Best Pinotage In The World

Alistair, Chris and Nick went off to the London International Wine and Spirits Awards dinner Wednesday night at Guildhall, in the City of London, to pick up our Best Pinotage Trophy.

Here is a short vid of Al getting ready in the office for the dinner.

Nick received the trophy and it is now sitting in my office.


As you’ll see, Al was a little under whelmed with the prospect of going to the dinner and the Trophy itself.

It is interesting that while Al is a bit disdainful of the Trophy, Graham has said that it was the best thing that has ever happened to us in the South African market. He has done tons of new business and our 2005 Pinotage is now a hot commodity in the local market.

From my position, it’s all good. However, there is one thing that I find really disturbing about the Trophy. If you take a look at the engraving on the trophy, it reads: “KWV International Trophy for Pinotage”.

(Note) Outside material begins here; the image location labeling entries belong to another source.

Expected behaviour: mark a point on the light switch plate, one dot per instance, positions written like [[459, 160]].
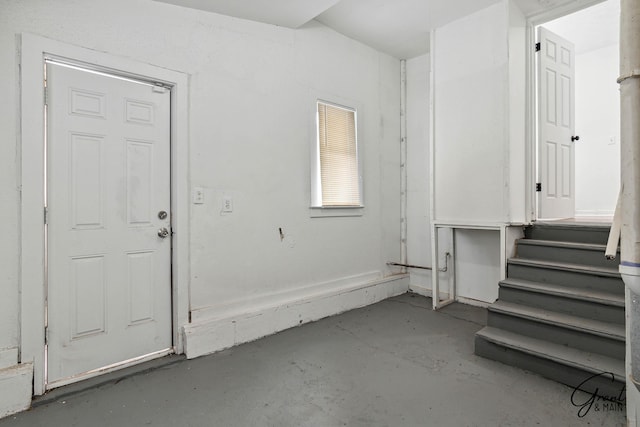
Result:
[[198, 195]]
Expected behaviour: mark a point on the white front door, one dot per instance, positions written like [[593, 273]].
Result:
[[556, 124], [108, 195]]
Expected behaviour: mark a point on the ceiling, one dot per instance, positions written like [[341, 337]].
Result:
[[398, 27]]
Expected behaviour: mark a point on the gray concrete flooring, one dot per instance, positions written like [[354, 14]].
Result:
[[395, 363]]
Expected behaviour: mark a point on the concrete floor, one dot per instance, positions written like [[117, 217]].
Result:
[[395, 363]]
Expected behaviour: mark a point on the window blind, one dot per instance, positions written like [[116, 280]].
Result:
[[338, 156]]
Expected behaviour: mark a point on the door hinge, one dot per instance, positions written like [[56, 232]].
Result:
[[159, 88]]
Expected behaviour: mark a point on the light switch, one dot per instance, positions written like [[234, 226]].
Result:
[[227, 204], [198, 195]]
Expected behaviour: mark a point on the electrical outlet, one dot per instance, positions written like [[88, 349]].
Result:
[[227, 204], [198, 195]]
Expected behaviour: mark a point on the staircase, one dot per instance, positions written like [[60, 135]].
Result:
[[560, 312]]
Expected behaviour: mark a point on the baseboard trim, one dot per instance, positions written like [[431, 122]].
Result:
[[207, 336], [15, 388]]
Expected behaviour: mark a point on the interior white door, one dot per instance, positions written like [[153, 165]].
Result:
[[109, 269], [556, 124]]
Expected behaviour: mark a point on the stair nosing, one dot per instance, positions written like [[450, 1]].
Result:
[[490, 333], [572, 226], [565, 244], [562, 320], [575, 268], [603, 298]]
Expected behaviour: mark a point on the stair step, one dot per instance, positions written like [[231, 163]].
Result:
[[591, 295], [591, 254], [586, 361], [595, 327], [561, 328], [584, 232], [567, 274], [565, 266], [586, 303], [589, 372]]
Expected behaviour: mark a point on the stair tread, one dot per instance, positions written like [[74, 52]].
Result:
[[606, 329], [579, 225], [565, 244], [580, 268], [585, 294], [591, 362]]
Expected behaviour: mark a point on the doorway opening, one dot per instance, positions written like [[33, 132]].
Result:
[[594, 33]]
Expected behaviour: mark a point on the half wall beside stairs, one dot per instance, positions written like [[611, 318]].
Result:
[[560, 311]]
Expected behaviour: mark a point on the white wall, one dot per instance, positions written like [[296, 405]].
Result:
[[418, 165], [598, 125], [479, 147], [471, 117], [252, 89]]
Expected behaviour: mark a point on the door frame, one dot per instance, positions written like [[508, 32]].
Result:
[[531, 134], [33, 50]]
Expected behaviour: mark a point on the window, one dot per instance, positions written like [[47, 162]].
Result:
[[337, 180]]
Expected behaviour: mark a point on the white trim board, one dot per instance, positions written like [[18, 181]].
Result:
[[32, 274], [15, 388], [214, 334], [8, 357]]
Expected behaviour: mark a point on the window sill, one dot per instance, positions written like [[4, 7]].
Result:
[[337, 211]]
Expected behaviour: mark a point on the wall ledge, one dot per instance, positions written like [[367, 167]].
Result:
[[209, 335]]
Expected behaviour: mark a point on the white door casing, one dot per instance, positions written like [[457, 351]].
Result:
[[556, 124], [109, 272]]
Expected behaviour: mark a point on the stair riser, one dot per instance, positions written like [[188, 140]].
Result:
[[550, 332], [569, 375], [581, 308], [566, 278], [593, 258], [569, 234]]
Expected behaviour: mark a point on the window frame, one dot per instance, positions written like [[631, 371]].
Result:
[[316, 203]]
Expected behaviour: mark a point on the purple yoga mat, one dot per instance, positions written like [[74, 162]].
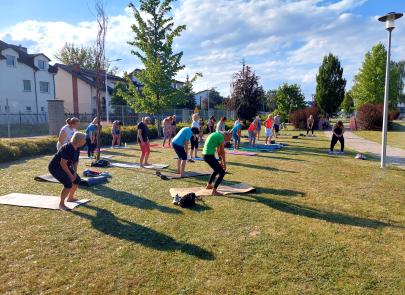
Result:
[[240, 153]]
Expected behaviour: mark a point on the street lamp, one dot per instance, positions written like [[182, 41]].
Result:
[[106, 86], [389, 20]]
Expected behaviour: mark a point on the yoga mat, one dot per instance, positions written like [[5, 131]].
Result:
[[136, 166], [91, 181], [239, 153], [37, 201], [240, 188], [188, 174]]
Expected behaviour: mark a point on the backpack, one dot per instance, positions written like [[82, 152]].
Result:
[[187, 200], [101, 163]]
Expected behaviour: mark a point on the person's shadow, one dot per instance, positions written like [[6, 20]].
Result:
[[109, 224], [129, 199]]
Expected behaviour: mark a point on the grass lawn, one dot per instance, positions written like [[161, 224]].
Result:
[[396, 135], [317, 224]]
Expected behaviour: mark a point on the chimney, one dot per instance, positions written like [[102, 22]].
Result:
[[76, 67]]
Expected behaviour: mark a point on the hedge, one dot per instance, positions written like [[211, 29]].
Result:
[[14, 149]]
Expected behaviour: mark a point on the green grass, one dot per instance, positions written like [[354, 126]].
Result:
[[316, 225], [396, 135]]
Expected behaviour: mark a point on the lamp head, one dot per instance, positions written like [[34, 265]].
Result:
[[389, 20]]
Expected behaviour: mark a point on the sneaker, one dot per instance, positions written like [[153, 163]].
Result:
[[176, 200]]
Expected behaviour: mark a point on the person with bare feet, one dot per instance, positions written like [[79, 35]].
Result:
[[63, 167], [180, 145], [215, 142], [143, 140]]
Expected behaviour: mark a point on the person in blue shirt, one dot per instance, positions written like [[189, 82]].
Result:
[[236, 132], [180, 145], [91, 137]]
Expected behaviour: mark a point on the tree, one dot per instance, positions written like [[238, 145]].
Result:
[[215, 99], [289, 98], [369, 83], [186, 98], [153, 42], [348, 103], [330, 88], [247, 94]]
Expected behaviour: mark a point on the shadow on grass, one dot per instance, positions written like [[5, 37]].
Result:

As far as I know, KWV had nothing to do with this Trophy. They certainly had nothing to do with the making of the wine and the judging was done by an independent panel. So, why is their name engraved across our Trophy?

It appears that it is some sort of sponsorship. The organizers list all of the sponsorships are here. So, it seems that for a bit of cash, you can have the appearance of having produced some trophy winning wine, or get the implied status of having granted a competitor a trophy for their wine. Either way, it’s a bit of sleight of hand that I think undermines the gravitas that the organizers try very hard to foster.

The conflict is obvious. Many awards organizations are for profit businesses. They need to earn a profit. Entries for this IWSC award cost, if memory serves, about $200 per wine. Thousands of wines are submitted.Tickets for the awards dinner are nearly $300 each, around 700 people attend. You get the idea. The sponsorships must generate some cash and then if you want to put the medal on your bottle, it costs for the stickers, etc.

I prefer the old California County Fair system. Respected members of their respective fields get together and judge the best bred pigs, goats, cattle, roosters; most delectable apple pies, cookies, ribs, etc. Wines include homemade wines and commercial wines. Commercial wines cost $44.00 to enter. If you have a great homemade beer, there is a judging for that, too. A gold medal from one of the California fairs carries a lot of weight.

People get together, have a good time and enjoy the harvest bounty. No pretense. Just Fun.